Novelist Kurt Vonnegut Jr. passed away recently. (Or, as he might have put it: he is now defunct. So it goes.) His most famous work, “Slaughterhouse-Five,” part science fiction novel and part WWII memoir, is based on his experiences around the firebombing of Dresden (among other things). When the firebombing occurred, Vonnegut was a prisoner of war, and being held in the basement of a slaughterhouse.

There’s a moment in the book when an American POW is speaking to one of the guards. The American says to him, “Why me?” and the guard replies, “Vy you? Vy anybody?”

When a tragedy strikes, or someone snaps and commits an act of inarguable evil like last week’s shootings at Virginia Tech, why is the first question we ask—why someone could do such a thing, why these people were affected and not those, why such a thing could happen in our midst.

It’s a good question to ask, though many times it lacks a clear answer. In this case, though, the answer is clear: someone’s mind malfunctioned, and he was able to get to some guns faster than the mental health system could adequately get to him.

Vonnegut knew a thing or two about mental illness. He credited his mother’s suicide to “some bad chemicals in her brain” that made her eat Drano and die. His son Mark had some bad chemicals in his brain, too—but instead of eating Drano, he wrote a best-seller about dealing with depression. Vonnegut also wrestled with depression, and attempted suicide himself.

In another of his bestsellers, “Breakfast of Champions,” Midwestern Pontiac dealer Dwayne Hoover also has that bad-chemicals-in-the-brain problem. He goes on a rampage, during which he injures several people, including biting off part of a finger of a visiting science fiction writer named Kilgore Trout.

“Good thing for me he didn’t have any guns,” Trout might have said.

But sometimes it’s not just bad chemicals. Sometimes it’s bad ideas. Dwayne Hoover’s rampage, for example, is triggered by some ideas in one of Trout’s books. And sometimes it’s neither bad chemicals nor bad ideas—sometimes it’s just a bad situation.

Researchers at Stanford University, led by psychologist Philip Zimbardo, did a famous experiment a generation ago. They took some perfectly normal people, people with nary a bad chemical in their entire skulls, and put them into a ready-made bad situation, to see what would happen. They made some of the perfectly normal people into pretend prison guards for a few days. Other perfectly normal people got to be the pretend prisoners.

Guess what? In almost no time at all the “guards,” who had been given complete control over the “prisoners,” started to mistreat them so badly that the experiment was halted several days ahead of schedule. Zimbardo has a new book out about that experiment and its implications. The book is called “The Lucifer Effect: Understanding How Good People Turn Evil.” (The book has a website, lucifereffect.com )
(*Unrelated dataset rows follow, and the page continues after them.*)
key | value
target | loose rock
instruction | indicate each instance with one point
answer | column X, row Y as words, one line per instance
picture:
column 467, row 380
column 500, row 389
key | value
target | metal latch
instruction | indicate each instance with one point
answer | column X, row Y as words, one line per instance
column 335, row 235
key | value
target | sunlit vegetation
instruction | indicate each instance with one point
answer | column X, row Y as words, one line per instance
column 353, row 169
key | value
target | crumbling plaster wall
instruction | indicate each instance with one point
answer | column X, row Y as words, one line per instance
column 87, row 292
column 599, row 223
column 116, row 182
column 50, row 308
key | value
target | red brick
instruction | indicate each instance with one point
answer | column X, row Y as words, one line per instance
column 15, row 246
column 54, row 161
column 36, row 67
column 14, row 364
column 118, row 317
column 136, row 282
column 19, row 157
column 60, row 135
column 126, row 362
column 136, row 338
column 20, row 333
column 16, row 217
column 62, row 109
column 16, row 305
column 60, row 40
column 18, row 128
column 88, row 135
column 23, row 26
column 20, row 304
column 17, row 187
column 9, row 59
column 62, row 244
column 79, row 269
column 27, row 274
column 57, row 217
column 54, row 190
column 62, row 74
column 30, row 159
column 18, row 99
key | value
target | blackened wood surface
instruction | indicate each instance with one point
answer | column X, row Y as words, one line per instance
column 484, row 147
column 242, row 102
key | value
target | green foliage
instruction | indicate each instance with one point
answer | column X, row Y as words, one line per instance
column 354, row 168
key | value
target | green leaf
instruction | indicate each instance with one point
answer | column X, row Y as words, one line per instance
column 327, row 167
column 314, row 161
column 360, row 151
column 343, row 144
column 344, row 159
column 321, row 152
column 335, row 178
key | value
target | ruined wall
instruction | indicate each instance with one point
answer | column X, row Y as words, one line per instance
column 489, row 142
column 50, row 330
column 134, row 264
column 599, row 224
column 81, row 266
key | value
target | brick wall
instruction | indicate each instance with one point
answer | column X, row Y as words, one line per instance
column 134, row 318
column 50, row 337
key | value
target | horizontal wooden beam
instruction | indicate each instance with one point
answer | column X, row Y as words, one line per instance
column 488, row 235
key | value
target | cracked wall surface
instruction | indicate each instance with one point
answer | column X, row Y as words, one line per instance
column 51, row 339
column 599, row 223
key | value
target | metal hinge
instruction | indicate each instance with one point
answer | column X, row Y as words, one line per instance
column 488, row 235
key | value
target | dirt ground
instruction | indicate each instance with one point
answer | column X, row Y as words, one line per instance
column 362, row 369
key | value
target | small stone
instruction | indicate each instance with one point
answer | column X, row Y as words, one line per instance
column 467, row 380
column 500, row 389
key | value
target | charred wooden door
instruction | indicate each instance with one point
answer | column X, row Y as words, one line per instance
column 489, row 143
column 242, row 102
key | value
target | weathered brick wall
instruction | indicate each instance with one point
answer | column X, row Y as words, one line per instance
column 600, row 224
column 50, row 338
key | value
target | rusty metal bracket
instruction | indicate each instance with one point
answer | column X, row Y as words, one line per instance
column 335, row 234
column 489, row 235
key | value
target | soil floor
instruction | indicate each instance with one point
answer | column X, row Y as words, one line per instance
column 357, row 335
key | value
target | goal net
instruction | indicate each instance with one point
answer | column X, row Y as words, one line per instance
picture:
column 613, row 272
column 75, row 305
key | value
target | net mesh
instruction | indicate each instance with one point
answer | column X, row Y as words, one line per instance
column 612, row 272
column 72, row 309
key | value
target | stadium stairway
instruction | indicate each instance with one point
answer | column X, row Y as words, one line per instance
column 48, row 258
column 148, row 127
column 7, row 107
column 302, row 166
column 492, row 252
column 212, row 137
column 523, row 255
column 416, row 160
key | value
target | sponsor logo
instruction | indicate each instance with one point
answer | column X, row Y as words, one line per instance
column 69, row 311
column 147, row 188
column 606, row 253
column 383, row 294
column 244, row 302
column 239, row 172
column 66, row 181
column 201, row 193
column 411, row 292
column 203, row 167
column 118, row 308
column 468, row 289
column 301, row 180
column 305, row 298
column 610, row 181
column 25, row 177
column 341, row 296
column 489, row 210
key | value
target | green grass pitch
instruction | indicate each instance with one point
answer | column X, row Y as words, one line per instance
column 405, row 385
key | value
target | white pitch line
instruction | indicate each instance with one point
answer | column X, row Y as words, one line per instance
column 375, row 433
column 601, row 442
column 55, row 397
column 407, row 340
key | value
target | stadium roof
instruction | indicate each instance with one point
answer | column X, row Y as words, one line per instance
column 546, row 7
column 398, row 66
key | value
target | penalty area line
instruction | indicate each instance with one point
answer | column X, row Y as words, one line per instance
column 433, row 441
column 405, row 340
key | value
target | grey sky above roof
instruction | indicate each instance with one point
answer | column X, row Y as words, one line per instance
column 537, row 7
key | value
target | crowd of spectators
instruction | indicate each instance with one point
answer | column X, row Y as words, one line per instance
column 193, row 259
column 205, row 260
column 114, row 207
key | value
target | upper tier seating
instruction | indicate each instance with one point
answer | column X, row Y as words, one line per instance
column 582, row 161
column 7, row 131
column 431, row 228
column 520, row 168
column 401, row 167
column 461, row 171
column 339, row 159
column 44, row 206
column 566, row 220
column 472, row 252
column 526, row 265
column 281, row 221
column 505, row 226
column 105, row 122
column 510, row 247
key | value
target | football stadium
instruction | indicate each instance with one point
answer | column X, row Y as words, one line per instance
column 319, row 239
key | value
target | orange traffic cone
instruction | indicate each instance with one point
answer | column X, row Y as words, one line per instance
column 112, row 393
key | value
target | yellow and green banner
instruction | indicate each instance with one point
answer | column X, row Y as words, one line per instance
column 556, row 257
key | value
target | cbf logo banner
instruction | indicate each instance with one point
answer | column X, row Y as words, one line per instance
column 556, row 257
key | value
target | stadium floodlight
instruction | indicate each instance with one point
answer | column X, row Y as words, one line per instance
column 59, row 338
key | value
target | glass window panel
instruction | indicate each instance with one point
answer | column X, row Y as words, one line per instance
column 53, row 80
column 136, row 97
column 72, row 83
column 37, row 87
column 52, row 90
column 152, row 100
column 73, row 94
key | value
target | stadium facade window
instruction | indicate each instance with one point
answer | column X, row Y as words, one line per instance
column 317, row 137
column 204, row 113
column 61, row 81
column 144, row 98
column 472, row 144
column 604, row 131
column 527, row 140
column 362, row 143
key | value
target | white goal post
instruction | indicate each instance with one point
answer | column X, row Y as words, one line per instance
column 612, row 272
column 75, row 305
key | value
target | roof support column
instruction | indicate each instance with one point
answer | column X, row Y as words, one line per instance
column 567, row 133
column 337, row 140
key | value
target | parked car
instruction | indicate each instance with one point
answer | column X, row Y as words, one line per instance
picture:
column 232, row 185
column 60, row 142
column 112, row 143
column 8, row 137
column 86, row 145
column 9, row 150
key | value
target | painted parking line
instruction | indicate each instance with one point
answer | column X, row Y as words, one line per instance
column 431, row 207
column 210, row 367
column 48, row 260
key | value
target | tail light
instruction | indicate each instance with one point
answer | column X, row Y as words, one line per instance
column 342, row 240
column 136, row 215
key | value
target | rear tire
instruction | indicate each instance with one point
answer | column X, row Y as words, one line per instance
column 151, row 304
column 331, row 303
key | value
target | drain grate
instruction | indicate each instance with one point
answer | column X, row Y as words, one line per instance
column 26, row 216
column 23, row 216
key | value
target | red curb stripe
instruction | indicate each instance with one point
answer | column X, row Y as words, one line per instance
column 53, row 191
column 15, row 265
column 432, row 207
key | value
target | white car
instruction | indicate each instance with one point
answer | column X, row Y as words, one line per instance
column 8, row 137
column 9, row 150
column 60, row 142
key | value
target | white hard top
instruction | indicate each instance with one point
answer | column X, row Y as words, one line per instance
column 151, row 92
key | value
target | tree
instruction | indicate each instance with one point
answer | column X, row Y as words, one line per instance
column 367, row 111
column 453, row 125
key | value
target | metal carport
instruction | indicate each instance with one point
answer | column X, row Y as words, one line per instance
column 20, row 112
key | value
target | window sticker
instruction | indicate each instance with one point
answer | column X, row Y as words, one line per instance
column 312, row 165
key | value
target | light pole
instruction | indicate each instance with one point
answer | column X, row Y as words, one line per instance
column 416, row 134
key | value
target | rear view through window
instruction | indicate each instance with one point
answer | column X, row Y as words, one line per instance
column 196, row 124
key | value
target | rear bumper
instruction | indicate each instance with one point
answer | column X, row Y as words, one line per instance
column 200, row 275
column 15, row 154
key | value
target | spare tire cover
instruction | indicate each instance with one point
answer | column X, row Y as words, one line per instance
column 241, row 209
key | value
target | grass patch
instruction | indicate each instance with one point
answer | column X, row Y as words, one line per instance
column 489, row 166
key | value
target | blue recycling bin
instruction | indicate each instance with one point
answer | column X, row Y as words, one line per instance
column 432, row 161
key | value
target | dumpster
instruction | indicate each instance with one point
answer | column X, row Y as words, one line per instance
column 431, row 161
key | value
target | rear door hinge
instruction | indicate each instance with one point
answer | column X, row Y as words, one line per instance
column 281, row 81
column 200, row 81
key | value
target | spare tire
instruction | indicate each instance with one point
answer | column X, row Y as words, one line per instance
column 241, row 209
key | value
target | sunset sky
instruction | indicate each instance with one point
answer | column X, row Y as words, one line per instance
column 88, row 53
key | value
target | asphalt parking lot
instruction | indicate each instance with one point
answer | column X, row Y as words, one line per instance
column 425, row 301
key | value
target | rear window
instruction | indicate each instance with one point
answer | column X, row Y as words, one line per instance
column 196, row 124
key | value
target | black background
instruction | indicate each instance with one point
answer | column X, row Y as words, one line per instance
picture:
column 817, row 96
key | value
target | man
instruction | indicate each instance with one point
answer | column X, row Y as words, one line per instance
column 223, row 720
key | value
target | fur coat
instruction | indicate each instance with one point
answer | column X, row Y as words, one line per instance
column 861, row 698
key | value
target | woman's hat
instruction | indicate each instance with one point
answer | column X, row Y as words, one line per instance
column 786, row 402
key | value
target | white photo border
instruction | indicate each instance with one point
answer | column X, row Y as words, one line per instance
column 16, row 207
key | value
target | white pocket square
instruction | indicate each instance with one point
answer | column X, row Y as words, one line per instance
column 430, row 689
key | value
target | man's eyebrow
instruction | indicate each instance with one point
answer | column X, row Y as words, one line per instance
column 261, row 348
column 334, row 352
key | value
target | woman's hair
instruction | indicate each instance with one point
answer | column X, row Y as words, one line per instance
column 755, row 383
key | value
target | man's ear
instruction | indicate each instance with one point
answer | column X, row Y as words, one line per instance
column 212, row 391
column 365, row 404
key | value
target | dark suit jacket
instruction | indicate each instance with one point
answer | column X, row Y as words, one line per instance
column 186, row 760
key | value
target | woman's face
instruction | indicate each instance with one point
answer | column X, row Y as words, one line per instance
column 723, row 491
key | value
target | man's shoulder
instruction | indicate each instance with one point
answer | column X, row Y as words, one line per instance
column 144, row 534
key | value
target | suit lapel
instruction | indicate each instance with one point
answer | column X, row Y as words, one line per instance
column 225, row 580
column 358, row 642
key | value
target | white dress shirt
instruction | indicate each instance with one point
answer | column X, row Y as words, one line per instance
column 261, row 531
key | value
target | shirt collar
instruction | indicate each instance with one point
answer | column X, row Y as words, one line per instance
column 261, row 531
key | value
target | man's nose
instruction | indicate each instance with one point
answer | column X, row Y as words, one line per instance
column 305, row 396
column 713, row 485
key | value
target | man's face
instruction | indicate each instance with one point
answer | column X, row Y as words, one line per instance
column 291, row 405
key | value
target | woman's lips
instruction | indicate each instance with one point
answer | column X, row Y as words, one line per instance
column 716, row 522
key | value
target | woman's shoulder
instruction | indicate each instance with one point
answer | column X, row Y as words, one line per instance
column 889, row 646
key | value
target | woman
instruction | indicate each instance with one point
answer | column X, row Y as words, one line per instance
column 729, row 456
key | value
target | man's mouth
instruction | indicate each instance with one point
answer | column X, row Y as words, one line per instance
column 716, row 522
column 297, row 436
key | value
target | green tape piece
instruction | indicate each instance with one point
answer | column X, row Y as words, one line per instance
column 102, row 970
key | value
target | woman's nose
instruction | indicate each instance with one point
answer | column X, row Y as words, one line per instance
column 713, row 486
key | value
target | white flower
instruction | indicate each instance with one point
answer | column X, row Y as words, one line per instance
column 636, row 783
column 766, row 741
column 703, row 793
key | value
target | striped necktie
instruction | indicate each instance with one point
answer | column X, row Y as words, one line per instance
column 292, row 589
Based on his experience with the prison guard experiment, Zimbardo suggests that the Abu Ghraib scandal was no surprise at all. Put some youngsters into a basement dungeon without supervision and with tacit permission to dehumanize their charges, and there you are: instant monsters.

And lest anyone start feeling morally smug or superior about it, Zimbardo’s point is this: the same thing could happen to just about anyone.

If the Virginia Tech rampage had happened before the book had come out, he’d probably have said something similar about that, too. No surprise at all. “Vy you? Vy anybody?”

The good news is this kind of thing is still relatively rare. The bad news is that there are more bad chemicals, and more bad ideas, and more bad situations being cooked up out there all the time. But finally, the good news is that we do know how to see some of these things coming, and we do know a lot about how to fix some of them. So like Vonnegut in Dresden, we can come out of the bunker, out from under the slaughterhouse, and start cleaning up.